Last night I used the word exacerbate in casual dialogue.
I felt like a golden god.
My mom dropped by the university yesterday, it reminded me keenly of what an alien landscape this place can be. Family living is unbelievably different from school-livin', innit? I miss my momma.
Words cannot express my glee over the early birthday present I received today from my most excellent fish, Krista. Marylin Manson covered This Is Halloween. I'm not overly enamoured of
Mister Manson, but hearing a metal cover of that song was an actual, written down goal of mine. Something to do by the age of thirty, you see. The thrill I felt upon listening was
religious, and honestly? I cried a little.
Okay.
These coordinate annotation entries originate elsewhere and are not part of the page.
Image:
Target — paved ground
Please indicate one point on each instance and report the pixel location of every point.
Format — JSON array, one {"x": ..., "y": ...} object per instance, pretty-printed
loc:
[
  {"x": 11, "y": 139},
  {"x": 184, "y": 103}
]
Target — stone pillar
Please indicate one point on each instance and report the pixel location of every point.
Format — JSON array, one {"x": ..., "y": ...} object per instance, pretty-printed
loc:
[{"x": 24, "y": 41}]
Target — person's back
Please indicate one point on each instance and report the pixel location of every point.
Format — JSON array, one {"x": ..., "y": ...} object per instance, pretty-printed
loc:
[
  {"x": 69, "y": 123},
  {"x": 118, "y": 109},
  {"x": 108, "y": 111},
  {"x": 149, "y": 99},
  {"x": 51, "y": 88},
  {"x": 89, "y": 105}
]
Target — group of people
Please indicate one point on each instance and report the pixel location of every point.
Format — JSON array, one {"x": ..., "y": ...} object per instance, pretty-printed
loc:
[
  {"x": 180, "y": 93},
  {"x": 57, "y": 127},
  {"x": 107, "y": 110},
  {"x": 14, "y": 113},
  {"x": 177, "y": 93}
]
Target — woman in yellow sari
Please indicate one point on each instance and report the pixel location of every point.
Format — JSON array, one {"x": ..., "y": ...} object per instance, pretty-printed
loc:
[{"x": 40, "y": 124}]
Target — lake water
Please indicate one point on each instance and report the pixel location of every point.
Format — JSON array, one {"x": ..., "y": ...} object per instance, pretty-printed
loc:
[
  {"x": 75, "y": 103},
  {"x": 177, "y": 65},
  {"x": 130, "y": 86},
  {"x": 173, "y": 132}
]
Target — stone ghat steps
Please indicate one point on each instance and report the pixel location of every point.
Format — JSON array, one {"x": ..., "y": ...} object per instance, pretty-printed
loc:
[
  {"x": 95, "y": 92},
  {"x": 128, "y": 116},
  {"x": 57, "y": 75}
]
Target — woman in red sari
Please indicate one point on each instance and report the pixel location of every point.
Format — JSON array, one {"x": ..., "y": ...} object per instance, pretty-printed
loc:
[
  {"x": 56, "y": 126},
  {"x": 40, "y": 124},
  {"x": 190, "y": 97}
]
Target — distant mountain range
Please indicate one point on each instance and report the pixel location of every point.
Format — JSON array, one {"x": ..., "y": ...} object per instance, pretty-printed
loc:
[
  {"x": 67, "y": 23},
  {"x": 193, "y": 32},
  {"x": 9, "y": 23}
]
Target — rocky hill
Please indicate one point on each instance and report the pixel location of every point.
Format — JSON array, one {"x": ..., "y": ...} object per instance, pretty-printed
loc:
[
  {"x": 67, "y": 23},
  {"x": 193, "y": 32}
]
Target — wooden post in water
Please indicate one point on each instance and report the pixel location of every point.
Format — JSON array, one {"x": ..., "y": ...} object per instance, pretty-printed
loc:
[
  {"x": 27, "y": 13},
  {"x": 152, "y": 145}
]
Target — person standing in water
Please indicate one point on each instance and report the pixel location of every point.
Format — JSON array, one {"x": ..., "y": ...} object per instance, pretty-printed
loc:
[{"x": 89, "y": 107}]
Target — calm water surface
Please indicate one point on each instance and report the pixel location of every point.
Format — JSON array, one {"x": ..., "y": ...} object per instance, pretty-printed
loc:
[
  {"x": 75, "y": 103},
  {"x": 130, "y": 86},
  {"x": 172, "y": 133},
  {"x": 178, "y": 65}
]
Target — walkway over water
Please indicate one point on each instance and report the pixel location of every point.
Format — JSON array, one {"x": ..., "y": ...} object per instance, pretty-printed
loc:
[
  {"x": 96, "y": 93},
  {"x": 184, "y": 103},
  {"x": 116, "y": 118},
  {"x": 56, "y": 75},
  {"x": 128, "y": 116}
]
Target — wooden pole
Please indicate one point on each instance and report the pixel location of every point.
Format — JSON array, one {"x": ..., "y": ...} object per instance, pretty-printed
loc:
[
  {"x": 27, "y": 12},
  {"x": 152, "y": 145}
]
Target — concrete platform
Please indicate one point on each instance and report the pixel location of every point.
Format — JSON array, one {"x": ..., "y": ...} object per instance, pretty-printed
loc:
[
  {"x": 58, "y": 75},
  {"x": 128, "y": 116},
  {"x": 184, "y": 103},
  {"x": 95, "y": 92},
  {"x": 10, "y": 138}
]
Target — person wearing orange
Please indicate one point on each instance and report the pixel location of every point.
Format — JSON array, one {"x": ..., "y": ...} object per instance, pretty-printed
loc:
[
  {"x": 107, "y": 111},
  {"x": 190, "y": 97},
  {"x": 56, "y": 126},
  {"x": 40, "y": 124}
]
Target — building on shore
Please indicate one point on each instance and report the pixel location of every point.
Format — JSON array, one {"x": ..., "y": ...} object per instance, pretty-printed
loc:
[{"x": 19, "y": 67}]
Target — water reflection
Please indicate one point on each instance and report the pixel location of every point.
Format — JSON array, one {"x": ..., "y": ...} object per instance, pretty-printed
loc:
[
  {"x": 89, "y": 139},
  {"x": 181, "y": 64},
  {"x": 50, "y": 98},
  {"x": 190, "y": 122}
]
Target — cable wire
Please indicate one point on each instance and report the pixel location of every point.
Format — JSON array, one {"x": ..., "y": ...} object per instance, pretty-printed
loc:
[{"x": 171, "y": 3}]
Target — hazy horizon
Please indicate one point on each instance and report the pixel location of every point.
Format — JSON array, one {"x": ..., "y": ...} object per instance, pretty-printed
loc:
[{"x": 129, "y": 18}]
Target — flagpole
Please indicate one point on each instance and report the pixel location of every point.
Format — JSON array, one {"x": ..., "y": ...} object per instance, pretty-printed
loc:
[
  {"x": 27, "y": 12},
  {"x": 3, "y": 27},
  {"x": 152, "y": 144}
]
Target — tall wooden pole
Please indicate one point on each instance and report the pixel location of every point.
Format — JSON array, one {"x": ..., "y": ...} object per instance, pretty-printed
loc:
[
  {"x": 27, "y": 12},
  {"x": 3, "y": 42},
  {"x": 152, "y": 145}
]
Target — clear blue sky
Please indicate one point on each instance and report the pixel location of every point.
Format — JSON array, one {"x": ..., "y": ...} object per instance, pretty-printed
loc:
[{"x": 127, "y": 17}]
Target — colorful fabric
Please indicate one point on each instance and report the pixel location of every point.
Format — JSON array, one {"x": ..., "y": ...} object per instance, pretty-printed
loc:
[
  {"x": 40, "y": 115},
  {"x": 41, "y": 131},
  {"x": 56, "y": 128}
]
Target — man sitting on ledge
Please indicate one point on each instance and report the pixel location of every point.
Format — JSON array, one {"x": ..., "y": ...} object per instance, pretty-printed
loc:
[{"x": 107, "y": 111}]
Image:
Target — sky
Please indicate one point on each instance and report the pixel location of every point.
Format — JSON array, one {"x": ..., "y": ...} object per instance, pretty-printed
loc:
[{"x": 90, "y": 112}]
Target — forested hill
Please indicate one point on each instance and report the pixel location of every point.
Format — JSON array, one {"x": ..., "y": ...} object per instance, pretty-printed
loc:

I'm having trouble writing about the hip bands that a hip boy like myself actually listens to on a regular basis, and seem to keep coming back to my unusual mainstream fixations. I'll try to fix that, but I simply can't shut up about Thrice's Vheissu. Jams hasn't heard the end of it, and I don't intend to stop until I've convinced at least one freaking member of the indie community that this album is worth a damn.
It's easy to see the problem with the album. No one could be expected to listen to it, and in the liner notes the band reports that they couldn't even find a producer willing to touch their new direction. Screamo was waning rapidly, and their seminal The Artist In The Ambulance had unjustly been touted as one of the premiere results of that movement. Very few had paid attention to the bands insistence that they didn't care for the screamo fad one bit, and strove to be more of an Isis or Pelican than a My Chemical Romance. With a long break between albums, apparently full of reflection and musical experimentation, the band tried to convince the musical community of their larger-than-genre ambitions and hard-earned maturity, but who was going to listen?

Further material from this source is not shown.